Taking, therefore, Mr Russell's evidence with this
qualification as to the time to which it belongs, I think we must admit
with shame, that it does go far to explain why God sent us the Indian
mutiny and rebellion; further still to warn us that, if we persist in
the course which he describes, He will surely send us another. And a
worse one will be that, if it comes. For, as far as human foresight can
judge, the race with which we shall have to dispute the empire of India
some day, are the Sikhs. Already under their native chiefs,—and one of
those, it is said, a traitor,—they shook that empire to its base
under Lord Hardinge's governor-generalship. Though the Punjaub is now
a province of our empire, yet, on the other side, the Sikhs have
been, during the rebellion, the very right hand of our military power,
though its backbone be English. The training which they will have
received, as our fellow-soldiers, is very different from that which they
received once, as our enemies only. In ferocity, no less than in
endurance and courage, they evidently far exceed our late sepoys; and
the difficulties and horrors of the sepoy rebellion will be as nothing,
should a Sikh rebellion break out. Let us remember that fearful
scene of the sepoy burnt alive by the Sikhs, with Europeans looking on,
whilst not an officer dared to interfere, and we shall feel that in them
we may have to do with a race of men who, when their blood is up,
utterly defy our authority and control. That, all through the rebellion,
they have had not only the consciousness of such a possibility,
but the avowed presentiment of its realisation, is well known.
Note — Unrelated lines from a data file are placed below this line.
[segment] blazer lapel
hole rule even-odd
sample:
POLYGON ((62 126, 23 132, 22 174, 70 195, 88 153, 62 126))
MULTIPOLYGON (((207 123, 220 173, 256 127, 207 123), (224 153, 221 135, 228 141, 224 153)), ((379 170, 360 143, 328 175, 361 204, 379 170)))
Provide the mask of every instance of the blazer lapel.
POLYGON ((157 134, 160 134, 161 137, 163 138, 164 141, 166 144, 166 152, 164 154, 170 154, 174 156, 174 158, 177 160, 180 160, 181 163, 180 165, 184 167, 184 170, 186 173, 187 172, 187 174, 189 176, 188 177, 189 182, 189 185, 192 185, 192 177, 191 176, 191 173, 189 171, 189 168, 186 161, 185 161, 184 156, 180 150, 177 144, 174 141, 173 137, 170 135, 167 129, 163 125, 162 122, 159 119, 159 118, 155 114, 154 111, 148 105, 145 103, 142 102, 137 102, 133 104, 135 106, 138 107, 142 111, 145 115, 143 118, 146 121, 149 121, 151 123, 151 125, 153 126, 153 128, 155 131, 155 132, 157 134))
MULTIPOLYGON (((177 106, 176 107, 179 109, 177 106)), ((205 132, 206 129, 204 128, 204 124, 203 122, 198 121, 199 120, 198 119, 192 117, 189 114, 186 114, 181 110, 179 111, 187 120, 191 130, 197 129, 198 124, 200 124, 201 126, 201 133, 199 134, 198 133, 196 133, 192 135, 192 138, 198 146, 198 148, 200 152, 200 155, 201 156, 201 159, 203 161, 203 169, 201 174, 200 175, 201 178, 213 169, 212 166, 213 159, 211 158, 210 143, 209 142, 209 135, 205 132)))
There are two ways in which this fearful danger can
either be averted or rendered innocuous. India may be made so happy and
contented, that even the flood of Sikh rebellion may pass over and sink
into it without uprooting the landmarks of our power. Or these fierce
races of the Punjaub, with their vigorous energies, their fanatical
faiths, in the Khalsa or commonwealth, if Sikhs; in the Koran, if
Mussulmans, may be themselves tamed— for crushed they cannot be—into
gentleness and loyalty. That Christ's gospel alone can do this is most
clear; but that gospel must be one of deeds, not words; not preached
only, but lived.
The present state of India cannot last. The enormous
influx of English capital of late years through English loans, through
the transfer of the debt to English hands, through railway expenditure,
has no doubt given an extraordinary stimulus to the agriculture and
trade of India, to which already some branches of manufacture on a
large scale are beginning to be added, in the shape of the weaving
sheds and spinning mills of Bombay and Broach. Yet this is so far in
great measure but like the splendid existence of a spendthrift, running
through the capital of his loans. Even now, the latest announced deficit
is of £9,000,000 sterling ; and year by year, the drain of interest to
Europe will grow more exhausting to the country. Sooner or later, it
must of itself break either England's back, or India's, or both backs at
once, unless we can really make our rule in India one of Christian
justice, truth, and love. J. M. L.
Erratum.—At p. 250, col. 2, line 5 from the
bottom, for "its southernmost province but one (Canara)," read "its
southernmost province but one on the western coast (Canara)."